Binary files, little&big endian setting bits

Steve

Hi, i know this is an old question (sorry)

but its a different problem, i need to write a binary file as follows

00000011
00000000
00000000
00000101
00000000
11111111
11111111
00000000

program will be compiled in Microsoft Visual C++

was thinking of just writing it as chars (afaik chars are the only
unsigned int thats only 1 byte) so basicly i'll be writing
3,0,0,5,0,256,256,0

question is if i write a file like that will it come out as the bits
above, does VC++ write little or big endian and other than endian
issues if it doesn't come out as above, why not??

Nov 14 '05 #1

Subscribe Post Reply

2532

dandelion

"Steve" <st********@nuigalway.ie> wrote in message
news:28**************************@posting.google.c om...

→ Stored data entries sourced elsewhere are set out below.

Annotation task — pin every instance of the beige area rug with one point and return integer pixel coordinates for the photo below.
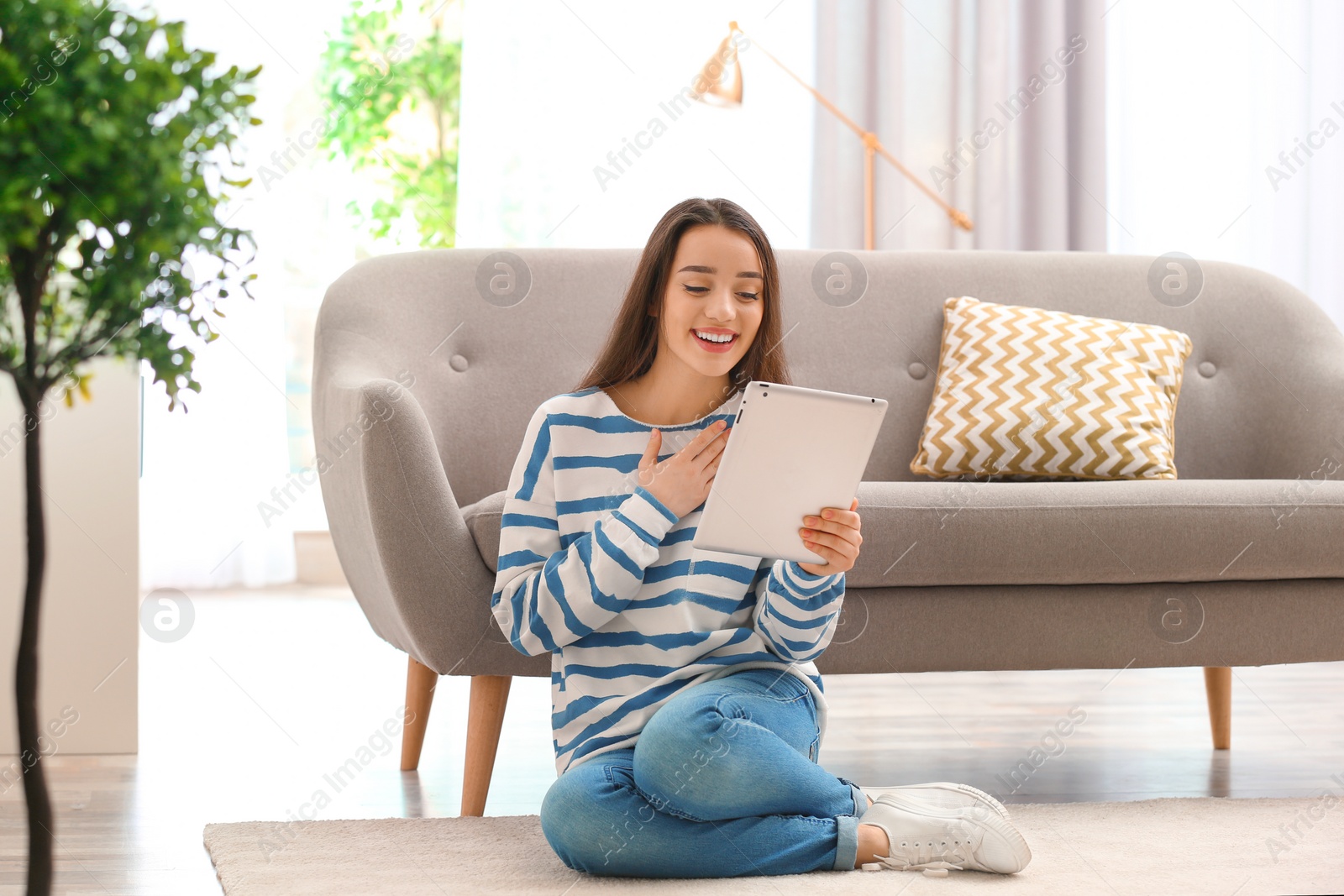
(1179, 846)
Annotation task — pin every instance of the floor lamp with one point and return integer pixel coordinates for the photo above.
(717, 94)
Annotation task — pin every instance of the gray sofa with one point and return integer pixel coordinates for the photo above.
(429, 365)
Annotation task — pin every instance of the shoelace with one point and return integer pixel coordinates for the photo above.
(931, 852)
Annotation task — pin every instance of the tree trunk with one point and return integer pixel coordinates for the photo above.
(26, 669)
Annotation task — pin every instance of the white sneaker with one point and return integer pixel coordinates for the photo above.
(925, 836)
(944, 794)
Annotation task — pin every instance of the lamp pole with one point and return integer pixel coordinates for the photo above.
(712, 73)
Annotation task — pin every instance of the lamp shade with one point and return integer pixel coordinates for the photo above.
(712, 76)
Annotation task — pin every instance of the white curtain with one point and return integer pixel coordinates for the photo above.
(996, 105)
(207, 472)
(1226, 128)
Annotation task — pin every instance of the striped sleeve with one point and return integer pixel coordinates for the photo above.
(548, 597)
(796, 611)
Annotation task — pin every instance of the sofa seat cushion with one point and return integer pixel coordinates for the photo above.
(1089, 532)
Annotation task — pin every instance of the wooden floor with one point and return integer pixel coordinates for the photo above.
(272, 691)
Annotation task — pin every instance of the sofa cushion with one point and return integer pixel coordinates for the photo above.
(1090, 532)
(1032, 392)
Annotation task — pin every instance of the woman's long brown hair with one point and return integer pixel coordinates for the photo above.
(633, 340)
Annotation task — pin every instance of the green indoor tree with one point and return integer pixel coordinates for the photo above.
(373, 76)
(116, 155)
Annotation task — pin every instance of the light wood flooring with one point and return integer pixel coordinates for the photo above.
(273, 689)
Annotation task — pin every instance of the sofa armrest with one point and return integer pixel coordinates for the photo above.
(396, 523)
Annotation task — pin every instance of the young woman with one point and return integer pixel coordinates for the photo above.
(687, 710)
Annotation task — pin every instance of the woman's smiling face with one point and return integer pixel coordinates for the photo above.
(714, 289)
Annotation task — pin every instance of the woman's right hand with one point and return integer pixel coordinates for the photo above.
(682, 483)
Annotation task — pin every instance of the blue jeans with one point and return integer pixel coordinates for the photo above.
(722, 782)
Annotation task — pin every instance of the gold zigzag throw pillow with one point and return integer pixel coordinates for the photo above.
(1026, 392)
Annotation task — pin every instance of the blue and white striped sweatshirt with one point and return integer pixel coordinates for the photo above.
(597, 571)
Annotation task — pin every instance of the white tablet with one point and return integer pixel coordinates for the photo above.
(790, 453)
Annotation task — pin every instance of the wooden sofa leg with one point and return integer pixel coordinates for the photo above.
(1218, 688)
(484, 719)
(420, 696)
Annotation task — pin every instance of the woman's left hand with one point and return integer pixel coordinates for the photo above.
(835, 537)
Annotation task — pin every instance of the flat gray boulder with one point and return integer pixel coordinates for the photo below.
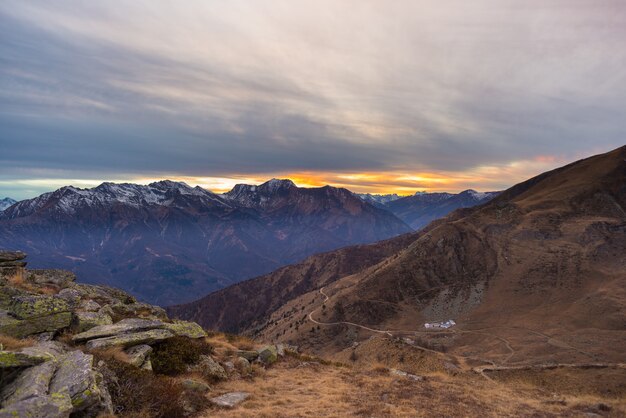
(23, 328)
(209, 368)
(130, 339)
(268, 354)
(35, 306)
(19, 359)
(138, 354)
(76, 376)
(84, 321)
(122, 327)
(230, 400)
(248, 355)
(32, 382)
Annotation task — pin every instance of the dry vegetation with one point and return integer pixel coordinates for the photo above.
(296, 389)
(306, 386)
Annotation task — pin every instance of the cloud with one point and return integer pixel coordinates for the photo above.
(132, 89)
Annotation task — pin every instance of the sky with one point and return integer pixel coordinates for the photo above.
(376, 96)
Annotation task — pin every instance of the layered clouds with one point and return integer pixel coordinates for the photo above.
(377, 96)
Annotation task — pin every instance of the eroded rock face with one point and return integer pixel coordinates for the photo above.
(84, 321)
(123, 326)
(76, 376)
(209, 368)
(19, 359)
(248, 354)
(60, 278)
(58, 379)
(62, 383)
(36, 306)
(129, 340)
(139, 354)
(58, 405)
(32, 382)
(268, 354)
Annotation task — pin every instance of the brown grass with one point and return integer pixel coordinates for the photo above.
(139, 393)
(225, 344)
(297, 388)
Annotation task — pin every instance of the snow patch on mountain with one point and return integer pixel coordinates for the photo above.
(6, 202)
(70, 199)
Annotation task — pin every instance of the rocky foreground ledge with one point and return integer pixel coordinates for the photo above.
(55, 333)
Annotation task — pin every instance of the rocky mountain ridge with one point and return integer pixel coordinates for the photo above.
(167, 242)
(6, 202)
(540, 267)
(69, 349)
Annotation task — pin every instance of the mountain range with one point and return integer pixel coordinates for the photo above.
(6, 202)
(536, 273)
(168, 242)
(422, 208)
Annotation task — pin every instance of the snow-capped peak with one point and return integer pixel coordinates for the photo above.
(68, 199)
(476, 195)
(277, 184)
(6, 202)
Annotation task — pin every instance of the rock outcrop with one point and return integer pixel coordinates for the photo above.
(68, 323)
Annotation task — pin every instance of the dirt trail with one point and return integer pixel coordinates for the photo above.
(480, 331)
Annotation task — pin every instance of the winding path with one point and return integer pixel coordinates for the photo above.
(480, 370)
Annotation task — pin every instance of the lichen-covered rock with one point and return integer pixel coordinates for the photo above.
(268, 354)
(123, 326)
(248, 355)
(23, 328)
(57, 405)
(138, 354)
(7, 293)
(73, 297)
(186, 329)
(47, 349)
(230, 400)
(209, 368)
(19, 359)
(61, 278)
(102, 294)
(147, 365)
(90, 306)
(76, 376)
(138, 309)
(32, 382)
(280, 350)
(130, 339)
(84, 321)
(35, 306)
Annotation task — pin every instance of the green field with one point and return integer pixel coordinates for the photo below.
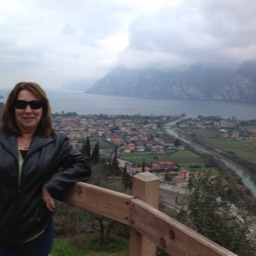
(181, 158)
(243, 149)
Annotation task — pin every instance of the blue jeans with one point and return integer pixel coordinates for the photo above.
(40, 246)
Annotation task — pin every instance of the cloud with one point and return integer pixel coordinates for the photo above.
(210, 31)
(55, 42)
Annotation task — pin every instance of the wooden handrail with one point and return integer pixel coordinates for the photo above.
(145, 220)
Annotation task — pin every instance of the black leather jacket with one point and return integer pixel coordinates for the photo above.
(50, 162)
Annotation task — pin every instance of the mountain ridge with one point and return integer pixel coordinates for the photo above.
(198, 82)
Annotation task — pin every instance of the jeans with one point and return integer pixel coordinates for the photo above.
(40, 246)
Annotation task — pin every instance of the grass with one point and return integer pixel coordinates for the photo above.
(63, 247)
(113, 246)
(183, 158)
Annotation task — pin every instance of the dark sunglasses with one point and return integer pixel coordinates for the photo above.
(22, 104)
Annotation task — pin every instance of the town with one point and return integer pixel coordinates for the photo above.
(145, 135)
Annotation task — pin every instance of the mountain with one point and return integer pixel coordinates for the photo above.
(196, 82)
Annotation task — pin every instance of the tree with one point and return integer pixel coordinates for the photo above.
(115, 162)
(88, 147)
(126, 179)
(214, 210)
(95, 158)
(177, 142)
(143, 165)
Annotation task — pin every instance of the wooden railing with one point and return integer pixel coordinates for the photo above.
(150, 228)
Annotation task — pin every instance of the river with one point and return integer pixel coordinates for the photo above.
(246, 179)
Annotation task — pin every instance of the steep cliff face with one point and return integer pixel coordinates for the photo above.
(197, 82)
(242, 86)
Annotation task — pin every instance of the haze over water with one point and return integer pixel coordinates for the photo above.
(82, 103)
(74, 101)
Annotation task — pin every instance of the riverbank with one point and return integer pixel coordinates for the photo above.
(202, 150)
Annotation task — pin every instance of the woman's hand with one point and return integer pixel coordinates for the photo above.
(49, 201)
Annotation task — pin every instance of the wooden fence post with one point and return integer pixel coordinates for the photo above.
(145, 187)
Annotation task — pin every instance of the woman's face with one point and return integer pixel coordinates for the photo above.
(28, 116)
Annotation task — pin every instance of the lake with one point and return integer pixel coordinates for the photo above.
(82, 103)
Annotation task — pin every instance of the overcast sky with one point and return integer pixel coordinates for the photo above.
(55, 42)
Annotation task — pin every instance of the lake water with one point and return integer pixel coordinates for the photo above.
(82, 103)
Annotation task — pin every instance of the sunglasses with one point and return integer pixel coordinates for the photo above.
(34, 104)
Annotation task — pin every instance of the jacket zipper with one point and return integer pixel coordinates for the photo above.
(20, 162)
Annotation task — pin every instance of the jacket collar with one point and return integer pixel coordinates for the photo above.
(9, 142)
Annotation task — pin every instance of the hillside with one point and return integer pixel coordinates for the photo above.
(197, 82)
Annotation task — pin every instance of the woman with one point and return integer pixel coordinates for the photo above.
(37, 164)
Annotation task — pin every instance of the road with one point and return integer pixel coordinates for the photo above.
(247, 181)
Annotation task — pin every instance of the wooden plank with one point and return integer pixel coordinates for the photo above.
(105, 202)
(145, 187)
(170, 235)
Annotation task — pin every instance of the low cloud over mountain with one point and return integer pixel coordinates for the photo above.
(196, 82)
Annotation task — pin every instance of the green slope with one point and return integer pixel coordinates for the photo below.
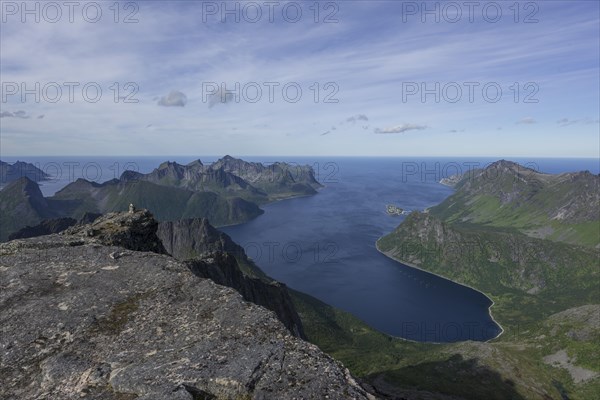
(529, 241)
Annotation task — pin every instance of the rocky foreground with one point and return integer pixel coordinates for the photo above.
(98, 313)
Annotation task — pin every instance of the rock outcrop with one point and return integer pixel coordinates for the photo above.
(46, 227)
(81, 317)
(214, 255)
(20, 169)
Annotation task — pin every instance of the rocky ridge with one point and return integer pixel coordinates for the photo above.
(84, 315)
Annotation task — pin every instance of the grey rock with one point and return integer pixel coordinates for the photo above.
(75, 323)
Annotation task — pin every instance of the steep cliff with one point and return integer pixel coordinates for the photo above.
(81, 318)
(212, 254)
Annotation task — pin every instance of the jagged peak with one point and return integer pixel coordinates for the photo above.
(510, 165)
(195, 163)
(167, 164)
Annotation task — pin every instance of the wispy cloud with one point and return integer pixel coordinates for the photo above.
(401, 128)
(17, 114)
(567, 121)
(526, 121)
(173, 99)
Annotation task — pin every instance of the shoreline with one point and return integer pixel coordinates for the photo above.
(410, 265)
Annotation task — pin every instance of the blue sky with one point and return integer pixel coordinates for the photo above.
(372, 58)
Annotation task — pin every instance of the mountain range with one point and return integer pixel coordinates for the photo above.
(226, 192)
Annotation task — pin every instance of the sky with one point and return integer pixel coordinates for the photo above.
(297, 78)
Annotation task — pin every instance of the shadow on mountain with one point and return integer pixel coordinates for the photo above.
(457, 377)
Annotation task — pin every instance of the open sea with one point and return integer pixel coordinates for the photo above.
(324, 245)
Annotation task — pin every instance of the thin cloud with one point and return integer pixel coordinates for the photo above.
(17, 114)
(526, 121)
(401, 128)
(567, 121)
(173, 99)
(360, 117)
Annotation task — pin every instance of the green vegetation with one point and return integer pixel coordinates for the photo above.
(529, 241)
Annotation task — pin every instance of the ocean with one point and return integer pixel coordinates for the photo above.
(324, 245)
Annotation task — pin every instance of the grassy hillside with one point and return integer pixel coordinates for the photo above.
(529, 241)
(167, 203)
(564, 207)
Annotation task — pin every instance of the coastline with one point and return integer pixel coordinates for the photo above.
(451, 280)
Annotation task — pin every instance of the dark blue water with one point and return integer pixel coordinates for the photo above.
(324, 245)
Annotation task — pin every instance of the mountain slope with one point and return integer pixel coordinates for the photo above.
(169, 203)
(530, 242)
(124, 324)
(564, 207)
(231, 177)
(20, 169)
(21, 204)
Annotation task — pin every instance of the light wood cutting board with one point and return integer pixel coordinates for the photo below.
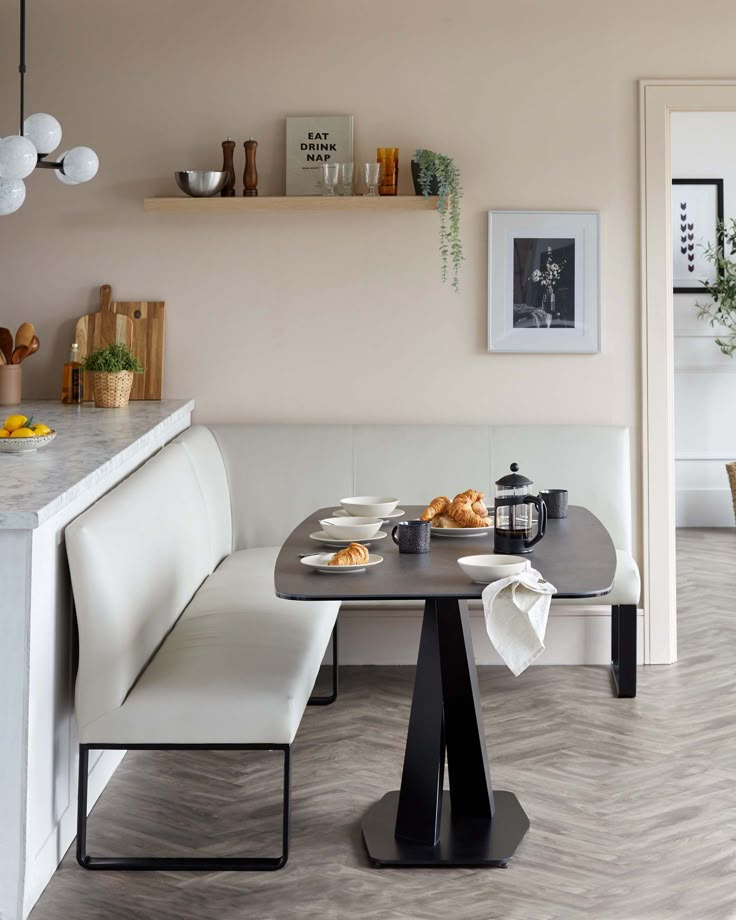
(96, 330)
(148, 318)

Hi, i know this is an old question (sorry)
Off topic, too...

question is if i write a file like that will it come out as the bits
above, does VC++ write little or big endian and other than endian
issues if it doesn't come out as above, why not??

The Intel 80x86 processors are Little Endian, regardless of your compiler,
16 bit and 32-bit words will not be "in order" but will have their order
reversed. Writing bytes, however, you should have no endiannes problems.

See
http://www.cs.umass.edu/~verts/cs32/endian.html
http://www.rdrop.com/~cary/html/endian_faq.html
for details.

Nov 14 '05 #2

Jens.Toerring

Steve <st********@nuigalway.ie> wrote:

but its a different problem, i need to write a binary file as follows 00000011
00000000
00000000
00000101
00000000
11111111
11111111
00000000 program will be compiled in Microsoft Visual C++
Should be irrelevant here, if you need something VC++ specific you
better should ask in some MS related newsgroup.
was thinking of just writing it as chars (afaik chars are the only
unsigned int thats only 1 byte)
Sorry, but a char isn't nessecarily a single byte (i.e. 8 bits) - a
char can have different numbers of bits on different architectures.
See the macro CHAR_BIT in <limits.h>, that tells you how many bits a
char has.
so basicly i'll be writing
3,0,0,5,0,256,256,0 question is if i write a file like that will it come out as the bits
above, does VC++ write little or big endian and other than endian
issues if it doesn't come out as above, why not??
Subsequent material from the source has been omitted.